Even if the spreads could be lower, they are aligned with the spreads found in ETFs.
The spread on emerging gov bond of the “Vanguard USD Emerging Markets Govt Bond UCITS ETF (USD) Dist” ETF is 0.2862% (info found under the market quality metrics).
If you multiply by 2 (buy and sell), it’s higher than the 0.5% (0.5% buy, 0% sell) of CS. Obviously, bonds are less liquid which imply higher spreads.
Concerning the FX fees, the line in bold from ther FAQ mentioned that the average fees are only 0.05%
Is there a fee for foreign currency exchange?
Yes, there is a fee.
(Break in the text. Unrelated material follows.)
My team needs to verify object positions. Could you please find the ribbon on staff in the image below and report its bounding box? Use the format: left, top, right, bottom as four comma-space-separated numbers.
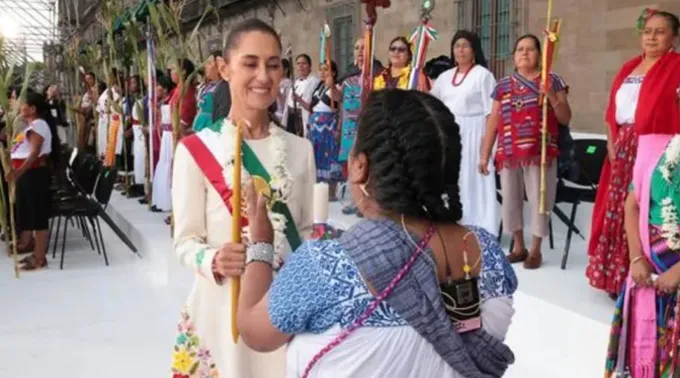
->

Due to VIAC’s intelligent calculation system, the fee for foreign currency exchange is ideally 0%. This happens when foreign currency purchases and sales are of equal size across all customers in our monthly rebalancing. If the purchase and sale volumes are not identical, the bank will charge a commercial fee of up to a maximum of 0.75% on the difference to be traded for foreign currency exchange. The resulting costs are then distributed to all customers and thus already massively reduced (see Academy for details). Historically, the average annual cost over all strategies is less than 0.05%. Usually these fees are hidden from other providers and are not disclosed to the customer.
The total TER of the real estate fund is not really transparent.
Disagree. IIUC spread is ask - bid, so in the CS case subscription + redemption. For the Vanguard ETF you mentioned the spread is 0.2862% - not multiplied by 2
The WIR Bank charges us 0.75% spread. This is the maxiumum which you pay on foreign currency. It used to be 1% at the beginning, which we were able to renegotiate to the new level.
This external spread is the optimized in two steps:
First with the personal netting; so if you buy and sell i.e. USD we first pool and net for each customer.
Then we optimize ist again over all customers with a general pooling and netting
On the final trade, either a buy or a sell trade, charges the WIR Bank the Spread.
Subsequently, a personal rate is calculated for each customer based on the individual trading volume. More on our pooling and netting can be found here: https://viac.ch/en/academy/pooling-and-netting/
Since a lot of money is flowing in at the moment, the optimization is rather deep at the moment. However, if, for example, in a very positive month, shares are sold via many customers, this can quickly move in the other direction.
At the moment, the general spread (so without personal netting) is moving around 0.50%.
And now to the mentioned 0.05%. This figure was calculated with historical data and some assumptions over all strategies. The basis is a customer, who adds the same amount of funds each year into the same strategy. He would end up paying spread on the initial invemtments and within the rebalancing for his allready invested funds. The idea behind it is a buy and hold approach, as we only offer a monthly rebalacing and are not a trading app. So if you shift your assets more often, you end up paying more of course as discribed above. I hope this explanation helps!
Regarding the discussion above, would you consider making the funds buy/sell spread more prominent for transparency? (currently it’s fairly hidden as one would have to check each KIID separately).
Does anyone have any idea when the next distribution will be for the CSIF funds?
Last year it was in the middle of May but this year I’ve only seen a distribution for CSIF World ex CH Small Cap (the very same day but different year).
The last distribution was on 16.05.2018 for most of them. This year very few got a distribution on 16.05.2019/ 17.05.2019.
The VIAC page contains links to all factsheets where you can see the latest distribution. I can put as example the fund for SMI (but it’s the same for most of other CSIF funds):
Thanks for a detailed reply. One clarification: even if I’m not adjusting the strategy, VIAC still does the rebalancing every month, which results in fees. Is there a way to make it less frequent, e.g., [half-]yearly unless the strategy is adjusted manually?
I’m not sure if I should use the Global 100 (don’t like the fact that 28% is SMI) or just do something on my own:
3% cash
12% SMI
25% SPI Extra
20% World ex CH
20% SP500
10% World ex CH Small Cap
10% EM
or
3% cash
12% SMI
25% SPI Extra
5% Pacific ex Japan
7% Japan
10% Europe ex CH
25% SP500
3% Canada
10% EM
My ideal scenario would be something that comes close to VT, but due to swiss regulations 40% needs to be in CHF and I don’t want the CHF hedged index funds.